Most young people with perinatally acquired HIV are in southern and eastern Africa but most of the research on the cardiometabolic health of this population has been carried out in cohorts in North America and Europe. Much more research is needed to understand cardiometabolic changes in young people with perinatally acquired HIV in Africa, said Dr Dirajlal-Fargo.

"Metabolic disorders caused by antiretroviral treatment may develop long before these conditions might be expected to emerge in the general population."

The impact of several factors also needs to be better understood. The incidence of cardiomyopathy – damage to the heart muscle that reduces the ability of the heart to pump blood – has declined greatly since the introduction of antiretroviral treatment but children who were exposed to didanosine (ddI), zidovudine (AZT) or stavudine (d4T) remain at higher risk for the condition into adulthood. It will be important to watch for signs of cardiomyopathy and track its incidence in young adults with HIV.

Weight gain on antiretroviral treatment may also have long-term implications for cardiovascular health. There is a lack of data on weight changes in young people taking integrase inhibitors. The only randomised study in this population, ODYSSEY, found no significant difference in weight gain in children or adolescents according to treatment regimen.
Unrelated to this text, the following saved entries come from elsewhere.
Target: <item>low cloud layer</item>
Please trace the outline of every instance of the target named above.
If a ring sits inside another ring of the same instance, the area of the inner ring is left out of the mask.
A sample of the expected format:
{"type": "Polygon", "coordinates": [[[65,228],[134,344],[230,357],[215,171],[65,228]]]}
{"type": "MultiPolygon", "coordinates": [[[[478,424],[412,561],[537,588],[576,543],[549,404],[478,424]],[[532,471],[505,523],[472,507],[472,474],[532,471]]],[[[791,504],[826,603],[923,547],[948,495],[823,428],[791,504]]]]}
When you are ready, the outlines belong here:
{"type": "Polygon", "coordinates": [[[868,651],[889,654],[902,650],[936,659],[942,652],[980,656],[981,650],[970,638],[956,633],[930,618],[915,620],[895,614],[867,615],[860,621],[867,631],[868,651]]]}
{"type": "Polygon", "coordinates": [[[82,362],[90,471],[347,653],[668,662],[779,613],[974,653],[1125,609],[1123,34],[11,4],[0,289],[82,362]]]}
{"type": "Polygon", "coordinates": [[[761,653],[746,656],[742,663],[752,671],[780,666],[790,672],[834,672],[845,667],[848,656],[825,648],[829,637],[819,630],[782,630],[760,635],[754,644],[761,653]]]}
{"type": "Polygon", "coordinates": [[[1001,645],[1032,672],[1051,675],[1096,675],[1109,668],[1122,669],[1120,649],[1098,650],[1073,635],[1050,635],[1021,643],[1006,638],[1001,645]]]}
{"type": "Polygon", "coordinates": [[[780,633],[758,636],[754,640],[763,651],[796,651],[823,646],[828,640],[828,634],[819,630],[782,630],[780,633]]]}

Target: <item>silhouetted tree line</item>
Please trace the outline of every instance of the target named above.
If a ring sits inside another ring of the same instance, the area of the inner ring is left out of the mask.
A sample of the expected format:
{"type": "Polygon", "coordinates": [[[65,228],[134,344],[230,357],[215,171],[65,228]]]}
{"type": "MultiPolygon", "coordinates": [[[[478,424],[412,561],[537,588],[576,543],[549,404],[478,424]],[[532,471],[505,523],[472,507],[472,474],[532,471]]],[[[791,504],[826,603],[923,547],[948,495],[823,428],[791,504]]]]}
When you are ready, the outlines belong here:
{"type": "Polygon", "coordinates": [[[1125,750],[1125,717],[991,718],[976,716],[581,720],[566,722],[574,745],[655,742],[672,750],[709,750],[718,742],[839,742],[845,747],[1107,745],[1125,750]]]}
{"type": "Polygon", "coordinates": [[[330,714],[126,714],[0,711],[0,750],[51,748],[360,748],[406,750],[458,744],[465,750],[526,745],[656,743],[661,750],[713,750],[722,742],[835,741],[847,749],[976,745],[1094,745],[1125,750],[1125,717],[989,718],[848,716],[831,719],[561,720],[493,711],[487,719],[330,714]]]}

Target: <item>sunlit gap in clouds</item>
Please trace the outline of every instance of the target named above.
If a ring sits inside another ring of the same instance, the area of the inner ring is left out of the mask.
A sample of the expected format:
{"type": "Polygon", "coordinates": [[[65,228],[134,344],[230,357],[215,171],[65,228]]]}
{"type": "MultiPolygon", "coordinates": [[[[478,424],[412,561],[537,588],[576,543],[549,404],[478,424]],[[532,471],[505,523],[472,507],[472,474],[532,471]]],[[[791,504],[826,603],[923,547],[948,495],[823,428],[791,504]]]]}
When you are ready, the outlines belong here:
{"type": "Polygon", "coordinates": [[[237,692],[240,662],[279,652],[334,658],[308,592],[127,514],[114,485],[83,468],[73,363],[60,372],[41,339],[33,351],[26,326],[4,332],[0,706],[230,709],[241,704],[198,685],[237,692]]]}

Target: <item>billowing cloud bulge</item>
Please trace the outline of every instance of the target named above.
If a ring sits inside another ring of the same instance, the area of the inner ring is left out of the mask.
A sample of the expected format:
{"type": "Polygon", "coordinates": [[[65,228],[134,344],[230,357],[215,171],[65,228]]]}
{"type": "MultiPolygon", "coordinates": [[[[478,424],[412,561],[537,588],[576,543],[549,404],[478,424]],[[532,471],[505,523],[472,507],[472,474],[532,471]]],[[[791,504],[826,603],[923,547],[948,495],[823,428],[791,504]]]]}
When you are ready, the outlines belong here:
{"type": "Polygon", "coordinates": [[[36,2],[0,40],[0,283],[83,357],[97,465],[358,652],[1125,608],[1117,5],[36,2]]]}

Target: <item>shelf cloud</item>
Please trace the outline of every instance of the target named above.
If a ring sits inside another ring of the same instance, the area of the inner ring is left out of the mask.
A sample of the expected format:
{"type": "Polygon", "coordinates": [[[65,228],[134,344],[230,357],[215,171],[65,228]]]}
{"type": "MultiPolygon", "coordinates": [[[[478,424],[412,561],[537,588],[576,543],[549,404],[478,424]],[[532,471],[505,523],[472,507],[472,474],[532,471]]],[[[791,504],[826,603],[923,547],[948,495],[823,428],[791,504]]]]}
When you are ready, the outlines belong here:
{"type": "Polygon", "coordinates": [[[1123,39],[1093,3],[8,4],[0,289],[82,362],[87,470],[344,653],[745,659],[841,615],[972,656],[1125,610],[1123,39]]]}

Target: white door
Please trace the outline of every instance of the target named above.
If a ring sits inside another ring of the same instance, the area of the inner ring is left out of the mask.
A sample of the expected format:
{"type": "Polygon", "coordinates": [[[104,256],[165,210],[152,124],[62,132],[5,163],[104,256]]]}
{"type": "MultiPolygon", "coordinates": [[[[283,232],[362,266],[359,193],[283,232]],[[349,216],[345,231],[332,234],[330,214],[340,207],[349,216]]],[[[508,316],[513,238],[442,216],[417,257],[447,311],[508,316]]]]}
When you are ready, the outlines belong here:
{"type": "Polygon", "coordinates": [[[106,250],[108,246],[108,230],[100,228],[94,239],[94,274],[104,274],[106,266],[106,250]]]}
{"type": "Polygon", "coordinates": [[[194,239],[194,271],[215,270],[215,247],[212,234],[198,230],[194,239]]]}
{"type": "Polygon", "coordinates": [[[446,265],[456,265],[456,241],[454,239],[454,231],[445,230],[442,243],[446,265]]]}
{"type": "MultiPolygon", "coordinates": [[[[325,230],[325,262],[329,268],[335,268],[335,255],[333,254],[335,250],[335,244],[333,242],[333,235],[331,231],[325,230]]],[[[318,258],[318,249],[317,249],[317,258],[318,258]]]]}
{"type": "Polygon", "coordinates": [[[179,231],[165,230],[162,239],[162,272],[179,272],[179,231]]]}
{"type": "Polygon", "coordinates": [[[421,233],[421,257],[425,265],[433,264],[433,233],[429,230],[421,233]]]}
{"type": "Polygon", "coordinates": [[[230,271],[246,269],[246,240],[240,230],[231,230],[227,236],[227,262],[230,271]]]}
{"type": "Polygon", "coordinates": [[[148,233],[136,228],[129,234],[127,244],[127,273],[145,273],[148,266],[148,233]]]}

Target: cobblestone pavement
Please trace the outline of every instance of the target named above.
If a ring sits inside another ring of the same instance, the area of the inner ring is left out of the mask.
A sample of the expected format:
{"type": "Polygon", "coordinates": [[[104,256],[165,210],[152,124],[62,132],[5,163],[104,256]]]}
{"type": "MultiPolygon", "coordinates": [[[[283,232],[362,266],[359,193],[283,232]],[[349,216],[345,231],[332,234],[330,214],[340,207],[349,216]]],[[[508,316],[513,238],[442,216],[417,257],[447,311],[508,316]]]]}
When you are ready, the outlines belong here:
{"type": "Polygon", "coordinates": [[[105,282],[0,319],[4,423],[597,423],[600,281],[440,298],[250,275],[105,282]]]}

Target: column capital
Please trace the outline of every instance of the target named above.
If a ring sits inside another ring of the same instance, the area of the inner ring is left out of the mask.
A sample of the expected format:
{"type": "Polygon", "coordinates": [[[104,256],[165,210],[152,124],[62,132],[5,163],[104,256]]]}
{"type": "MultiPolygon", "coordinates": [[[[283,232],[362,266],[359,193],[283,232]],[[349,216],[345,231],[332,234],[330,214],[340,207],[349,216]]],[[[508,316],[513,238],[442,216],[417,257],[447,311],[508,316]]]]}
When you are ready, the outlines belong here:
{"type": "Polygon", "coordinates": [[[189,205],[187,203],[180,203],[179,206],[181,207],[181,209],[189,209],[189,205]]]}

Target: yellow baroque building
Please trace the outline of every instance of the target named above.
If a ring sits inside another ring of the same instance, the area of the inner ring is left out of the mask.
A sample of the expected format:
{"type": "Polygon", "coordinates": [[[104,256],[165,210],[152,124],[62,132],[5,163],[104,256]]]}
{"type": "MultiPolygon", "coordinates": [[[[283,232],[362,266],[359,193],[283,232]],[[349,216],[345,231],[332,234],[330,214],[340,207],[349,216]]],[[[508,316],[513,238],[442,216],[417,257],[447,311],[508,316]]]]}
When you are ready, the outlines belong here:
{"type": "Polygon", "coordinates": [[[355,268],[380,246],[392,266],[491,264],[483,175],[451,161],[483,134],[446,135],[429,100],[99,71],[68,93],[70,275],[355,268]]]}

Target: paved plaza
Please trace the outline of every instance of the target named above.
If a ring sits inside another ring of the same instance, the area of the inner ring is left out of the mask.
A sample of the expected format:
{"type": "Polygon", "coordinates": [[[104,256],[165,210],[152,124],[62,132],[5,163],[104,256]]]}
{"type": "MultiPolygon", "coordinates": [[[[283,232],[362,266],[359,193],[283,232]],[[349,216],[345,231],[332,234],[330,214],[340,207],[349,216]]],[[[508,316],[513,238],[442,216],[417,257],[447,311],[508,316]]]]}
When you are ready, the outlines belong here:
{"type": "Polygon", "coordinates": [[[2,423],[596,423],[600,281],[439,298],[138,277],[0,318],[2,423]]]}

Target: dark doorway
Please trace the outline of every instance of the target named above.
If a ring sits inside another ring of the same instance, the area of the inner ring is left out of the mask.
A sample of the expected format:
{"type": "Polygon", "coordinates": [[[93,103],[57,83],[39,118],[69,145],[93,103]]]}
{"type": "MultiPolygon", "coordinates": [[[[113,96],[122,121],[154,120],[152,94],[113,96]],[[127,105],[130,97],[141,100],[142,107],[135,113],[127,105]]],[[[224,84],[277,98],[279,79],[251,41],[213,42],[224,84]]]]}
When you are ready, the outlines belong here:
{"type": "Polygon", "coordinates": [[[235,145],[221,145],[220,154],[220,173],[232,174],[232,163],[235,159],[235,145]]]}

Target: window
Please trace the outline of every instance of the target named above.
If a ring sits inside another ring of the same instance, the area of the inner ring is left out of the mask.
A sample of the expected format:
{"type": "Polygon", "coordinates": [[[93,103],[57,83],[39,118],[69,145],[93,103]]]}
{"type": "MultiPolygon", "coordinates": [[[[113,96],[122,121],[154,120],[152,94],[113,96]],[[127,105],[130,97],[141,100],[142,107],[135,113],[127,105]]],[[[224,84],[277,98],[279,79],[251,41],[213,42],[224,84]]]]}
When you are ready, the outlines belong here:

Dr Dirajlal-Fargo also asked whether statins ought to be prescribed as preventive treatment in young people with HIV with higher cardiovascular risk. The REPRIEVE study, which showed that preventive treatment with pitavastatin reduced cardiovascular events in people with HIV with a low-to-moderate risk by 35%, restricted recruitment to people aged 40 and over.

In the absence of clinical trial evidence, current US guidelines on preventive statin use in people with HIV recommend that under the age of 40, statin prescription should follow guidance for the general population. US 2018 guidance recommends drug therapy in young adults only when LDL cholesterol is above 4.1mmol/L (very high).